The first whiff of the higher things his mind was on came in 1948 when, as was so often the way, Vincent walked into the small room that served as my London office, slumped down into the chair on the other side of the desk, stuck his feet on the tabletop between my heavy in-tray and my impressive collection of coloured inks, and said, “I’m going to inspect something the boffins are working on tomorrow–want to come?”
I laid down the document I’d been working on and steepled my fingers carefully. Usually, business trips with Vincent ended in a severe hangover, a large cheque and an overwhelming sense of déjà vu, but this time the vagueness and lightness with which he described his intentions intrigued me. “Where is this project?”
“Switzerland.”
“You’re going to Switzerland tomorrow?”
“This afternoon, actually,” he replied. “I’m sure I sent you a memo.”
“You haven’t sent me a memo for two years,” I pointed out mildly. “You just do things and wait for me to catch up.”
“And hasn’t it worked brilliantly?” he demanded. “Isn’t it marvellous?”
“What’s in Switzerland?”
“Oh, something they’re working on with heavy water and particles and that stuff. You know I don’t bother with these kinds of things.”

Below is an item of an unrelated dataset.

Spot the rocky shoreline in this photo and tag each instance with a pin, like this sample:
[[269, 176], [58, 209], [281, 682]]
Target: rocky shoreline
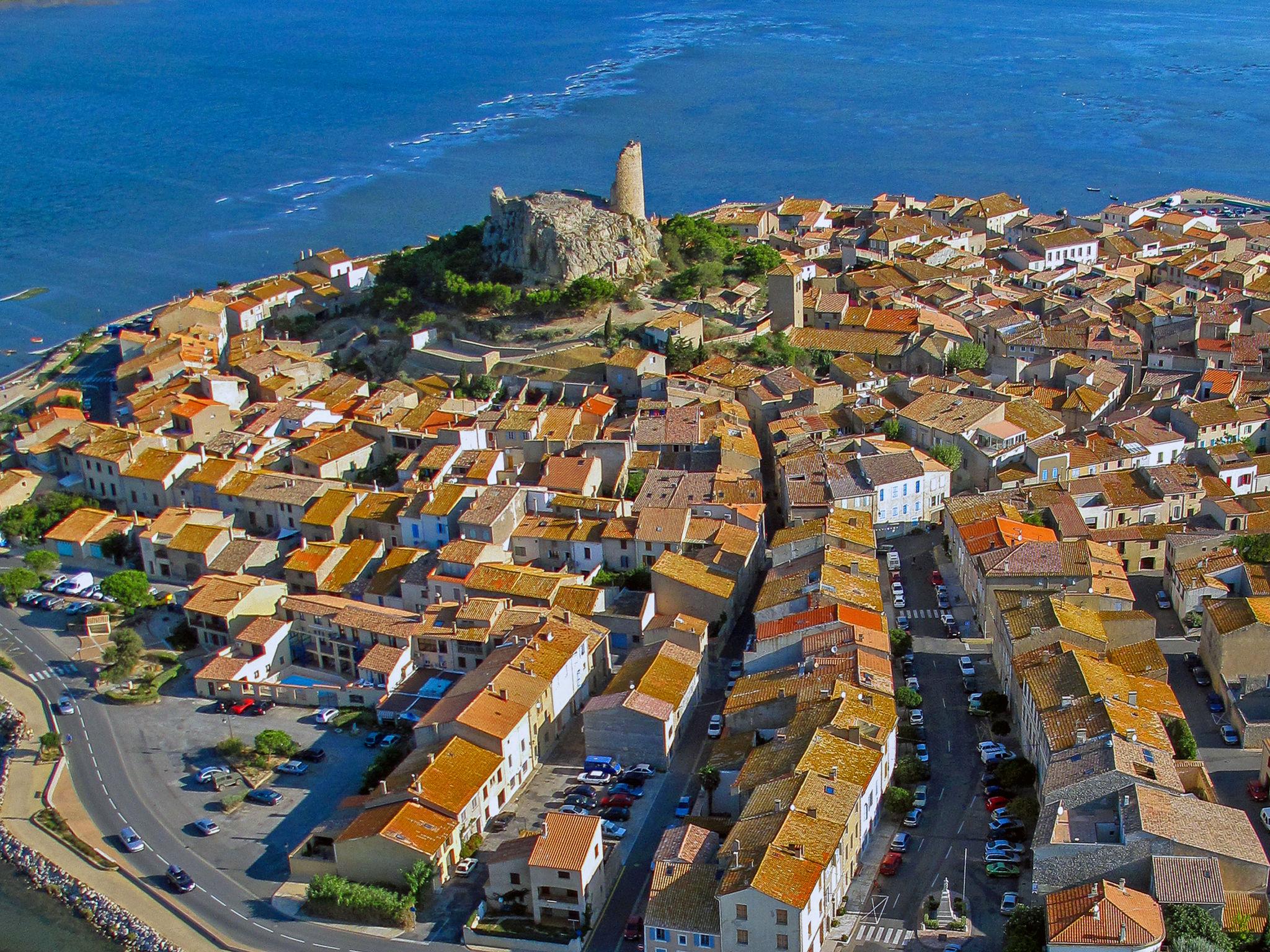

Absolutely I knew he didn’t bother with these kinds of things–he’d gone to great lengths to make it clear how little he bothered with these kinds of things, but now I was utterly fascinated for, as the person who planned nearly every aspect of Vincent’s life from morning to night, Switzerland presented a tantalising glimpse of that Holy Grail–a secret that had been kept from me. I’d spotted holes in Vincent’s schedules, many weeks set aside as “holiday” or “family business” or “wedding”–and how many weddings there’d been–but as I was never required to make travel arrangements for these events I had never known the full details. Now, I wondered, was it Switzerland, with its heavy water and particles and that stuff? Was this the black hole into which so much of Vincent’s money had been quietly diverted when he thought I wasn’t looking?

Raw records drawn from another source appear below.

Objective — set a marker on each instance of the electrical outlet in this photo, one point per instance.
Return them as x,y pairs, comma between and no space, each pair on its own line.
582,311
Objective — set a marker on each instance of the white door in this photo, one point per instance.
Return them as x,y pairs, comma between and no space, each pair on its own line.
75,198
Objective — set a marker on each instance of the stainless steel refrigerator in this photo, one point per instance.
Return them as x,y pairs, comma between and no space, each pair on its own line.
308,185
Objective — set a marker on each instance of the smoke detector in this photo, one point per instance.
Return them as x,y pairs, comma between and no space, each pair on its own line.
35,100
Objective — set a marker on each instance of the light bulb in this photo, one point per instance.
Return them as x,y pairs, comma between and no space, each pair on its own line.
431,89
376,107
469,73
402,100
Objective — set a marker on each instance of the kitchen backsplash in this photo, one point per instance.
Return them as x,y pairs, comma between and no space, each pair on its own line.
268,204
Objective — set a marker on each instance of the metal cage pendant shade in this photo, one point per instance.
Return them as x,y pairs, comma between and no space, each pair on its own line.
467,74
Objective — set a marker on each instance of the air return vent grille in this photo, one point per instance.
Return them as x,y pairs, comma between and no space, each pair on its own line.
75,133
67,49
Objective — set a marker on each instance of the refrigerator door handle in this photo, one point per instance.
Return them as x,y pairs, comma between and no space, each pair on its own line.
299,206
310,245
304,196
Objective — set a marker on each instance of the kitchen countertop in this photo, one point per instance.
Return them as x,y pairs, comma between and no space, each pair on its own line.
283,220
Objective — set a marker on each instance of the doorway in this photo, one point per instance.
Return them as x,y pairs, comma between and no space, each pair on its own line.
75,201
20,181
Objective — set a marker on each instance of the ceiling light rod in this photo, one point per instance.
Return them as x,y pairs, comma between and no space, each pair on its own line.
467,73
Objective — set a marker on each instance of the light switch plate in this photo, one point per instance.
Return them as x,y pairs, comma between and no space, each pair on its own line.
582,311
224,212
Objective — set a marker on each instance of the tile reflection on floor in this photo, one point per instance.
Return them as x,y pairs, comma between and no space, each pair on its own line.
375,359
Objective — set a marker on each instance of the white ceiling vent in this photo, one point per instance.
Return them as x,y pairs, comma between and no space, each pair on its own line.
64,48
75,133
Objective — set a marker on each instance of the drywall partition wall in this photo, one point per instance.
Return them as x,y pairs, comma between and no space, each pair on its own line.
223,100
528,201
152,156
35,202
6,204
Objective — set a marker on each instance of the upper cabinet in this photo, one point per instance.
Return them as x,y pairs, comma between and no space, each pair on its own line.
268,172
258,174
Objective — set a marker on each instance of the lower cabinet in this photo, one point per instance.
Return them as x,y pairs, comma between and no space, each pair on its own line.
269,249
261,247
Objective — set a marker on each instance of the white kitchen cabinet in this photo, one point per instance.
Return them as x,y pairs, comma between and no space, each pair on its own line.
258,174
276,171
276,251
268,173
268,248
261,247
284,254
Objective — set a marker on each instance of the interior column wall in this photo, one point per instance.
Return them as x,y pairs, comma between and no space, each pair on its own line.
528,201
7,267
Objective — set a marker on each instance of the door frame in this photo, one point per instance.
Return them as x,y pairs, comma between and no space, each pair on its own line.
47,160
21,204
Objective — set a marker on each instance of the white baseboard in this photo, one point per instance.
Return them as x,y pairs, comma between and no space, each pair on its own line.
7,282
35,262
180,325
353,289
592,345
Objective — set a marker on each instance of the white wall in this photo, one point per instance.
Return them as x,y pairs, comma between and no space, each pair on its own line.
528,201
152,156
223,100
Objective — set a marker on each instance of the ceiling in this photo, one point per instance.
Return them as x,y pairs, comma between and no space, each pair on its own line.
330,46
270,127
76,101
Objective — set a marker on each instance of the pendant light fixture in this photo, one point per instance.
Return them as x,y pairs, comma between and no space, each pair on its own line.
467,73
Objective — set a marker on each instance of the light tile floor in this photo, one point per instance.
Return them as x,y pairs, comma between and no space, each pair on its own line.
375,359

“I don’t think I want to go to Switzerland this afternoon.”
I was so good at lying I barely even had to hear the words I spoke out loud. So good at deceiving and being deceived, I knew already what Vincent’s reply would be.

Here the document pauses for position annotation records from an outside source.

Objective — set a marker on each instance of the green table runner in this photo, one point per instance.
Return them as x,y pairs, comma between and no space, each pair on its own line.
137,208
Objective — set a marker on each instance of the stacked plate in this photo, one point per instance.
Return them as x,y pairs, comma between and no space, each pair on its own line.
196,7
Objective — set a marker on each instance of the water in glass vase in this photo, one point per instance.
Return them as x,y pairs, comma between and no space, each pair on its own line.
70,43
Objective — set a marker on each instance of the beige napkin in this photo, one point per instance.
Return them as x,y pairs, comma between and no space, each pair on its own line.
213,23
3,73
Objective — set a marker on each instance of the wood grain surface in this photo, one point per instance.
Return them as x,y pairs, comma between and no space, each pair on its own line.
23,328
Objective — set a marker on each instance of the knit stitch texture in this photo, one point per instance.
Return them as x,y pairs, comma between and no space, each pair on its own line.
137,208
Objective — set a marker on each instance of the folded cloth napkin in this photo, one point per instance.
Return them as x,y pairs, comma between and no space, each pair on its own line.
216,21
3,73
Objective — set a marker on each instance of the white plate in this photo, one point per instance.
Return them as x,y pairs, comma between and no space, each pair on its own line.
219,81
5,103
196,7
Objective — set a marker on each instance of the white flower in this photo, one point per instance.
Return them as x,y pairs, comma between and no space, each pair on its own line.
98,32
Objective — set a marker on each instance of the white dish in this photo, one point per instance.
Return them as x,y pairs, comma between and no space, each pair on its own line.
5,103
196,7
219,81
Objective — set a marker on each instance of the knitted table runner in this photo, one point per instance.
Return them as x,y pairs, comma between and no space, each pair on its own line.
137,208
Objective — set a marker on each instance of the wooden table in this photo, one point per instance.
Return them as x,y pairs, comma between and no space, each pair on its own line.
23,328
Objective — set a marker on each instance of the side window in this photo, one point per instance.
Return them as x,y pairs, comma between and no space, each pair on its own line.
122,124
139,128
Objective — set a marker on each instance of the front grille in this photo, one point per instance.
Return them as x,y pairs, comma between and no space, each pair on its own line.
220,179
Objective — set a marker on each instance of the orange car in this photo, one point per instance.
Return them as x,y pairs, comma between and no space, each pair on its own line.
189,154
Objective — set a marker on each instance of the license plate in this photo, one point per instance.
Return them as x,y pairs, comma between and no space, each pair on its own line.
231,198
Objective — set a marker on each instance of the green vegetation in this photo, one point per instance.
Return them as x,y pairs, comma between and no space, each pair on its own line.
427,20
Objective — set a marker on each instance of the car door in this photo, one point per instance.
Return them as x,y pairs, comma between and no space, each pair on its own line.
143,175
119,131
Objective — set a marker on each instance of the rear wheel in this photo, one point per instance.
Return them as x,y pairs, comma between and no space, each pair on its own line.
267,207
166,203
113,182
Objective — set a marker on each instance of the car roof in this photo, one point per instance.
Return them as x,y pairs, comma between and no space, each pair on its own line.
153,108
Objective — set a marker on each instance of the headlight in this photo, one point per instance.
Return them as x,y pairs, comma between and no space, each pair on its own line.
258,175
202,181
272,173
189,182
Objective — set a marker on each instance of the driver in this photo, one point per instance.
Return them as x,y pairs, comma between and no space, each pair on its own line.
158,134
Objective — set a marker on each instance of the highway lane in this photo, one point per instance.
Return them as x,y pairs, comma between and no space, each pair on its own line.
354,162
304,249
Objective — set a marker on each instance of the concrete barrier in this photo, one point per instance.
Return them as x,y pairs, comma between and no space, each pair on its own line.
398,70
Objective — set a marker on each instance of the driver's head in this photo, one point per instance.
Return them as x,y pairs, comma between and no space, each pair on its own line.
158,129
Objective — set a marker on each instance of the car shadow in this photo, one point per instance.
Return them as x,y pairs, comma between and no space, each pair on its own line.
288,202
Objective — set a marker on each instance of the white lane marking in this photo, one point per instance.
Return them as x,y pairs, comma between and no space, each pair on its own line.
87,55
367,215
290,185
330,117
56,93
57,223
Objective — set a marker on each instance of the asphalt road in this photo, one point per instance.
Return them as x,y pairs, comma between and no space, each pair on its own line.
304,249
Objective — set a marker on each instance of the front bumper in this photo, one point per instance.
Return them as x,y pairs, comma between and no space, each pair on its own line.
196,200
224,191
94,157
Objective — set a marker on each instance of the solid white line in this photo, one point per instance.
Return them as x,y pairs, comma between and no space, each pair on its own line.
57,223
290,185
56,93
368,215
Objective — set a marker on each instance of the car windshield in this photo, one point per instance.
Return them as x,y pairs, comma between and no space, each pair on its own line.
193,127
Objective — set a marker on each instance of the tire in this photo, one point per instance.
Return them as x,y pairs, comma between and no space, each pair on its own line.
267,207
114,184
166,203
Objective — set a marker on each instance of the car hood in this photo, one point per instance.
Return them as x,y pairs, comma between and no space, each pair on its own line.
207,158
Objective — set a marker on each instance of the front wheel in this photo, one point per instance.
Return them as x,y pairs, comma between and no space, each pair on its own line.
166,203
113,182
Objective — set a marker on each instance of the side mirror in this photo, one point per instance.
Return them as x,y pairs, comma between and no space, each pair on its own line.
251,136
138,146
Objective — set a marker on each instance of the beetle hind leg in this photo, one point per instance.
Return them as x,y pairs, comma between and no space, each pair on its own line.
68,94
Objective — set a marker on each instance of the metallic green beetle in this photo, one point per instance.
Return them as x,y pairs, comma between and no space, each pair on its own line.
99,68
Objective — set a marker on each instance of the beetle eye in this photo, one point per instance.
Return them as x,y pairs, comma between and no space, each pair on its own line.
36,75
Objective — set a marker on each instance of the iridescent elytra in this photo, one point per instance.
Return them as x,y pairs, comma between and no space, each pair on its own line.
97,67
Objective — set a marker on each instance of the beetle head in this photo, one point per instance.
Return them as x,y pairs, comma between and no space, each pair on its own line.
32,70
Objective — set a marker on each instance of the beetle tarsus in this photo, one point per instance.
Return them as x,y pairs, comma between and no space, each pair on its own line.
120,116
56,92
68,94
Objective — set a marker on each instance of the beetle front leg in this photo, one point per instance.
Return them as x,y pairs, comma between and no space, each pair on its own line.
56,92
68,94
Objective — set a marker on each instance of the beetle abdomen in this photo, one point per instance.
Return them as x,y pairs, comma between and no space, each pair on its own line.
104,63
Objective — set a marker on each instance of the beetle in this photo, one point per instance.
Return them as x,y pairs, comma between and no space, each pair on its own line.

“Come on, Harry. I know you’re not doing anything.”
“I may have plans with a beautiful young lady interested in my tales of high finance and dirty bars.”
“Philosophically speaking, you may. You may have all sorts of options, you may have herpes, but the fact of the matter is, Harry, in simple empirical terms, you don’t, so stop pissing around and get your hat.”
I stopped pissing around and got my hat and hoped he saw how irritated I was at having to do any of these things.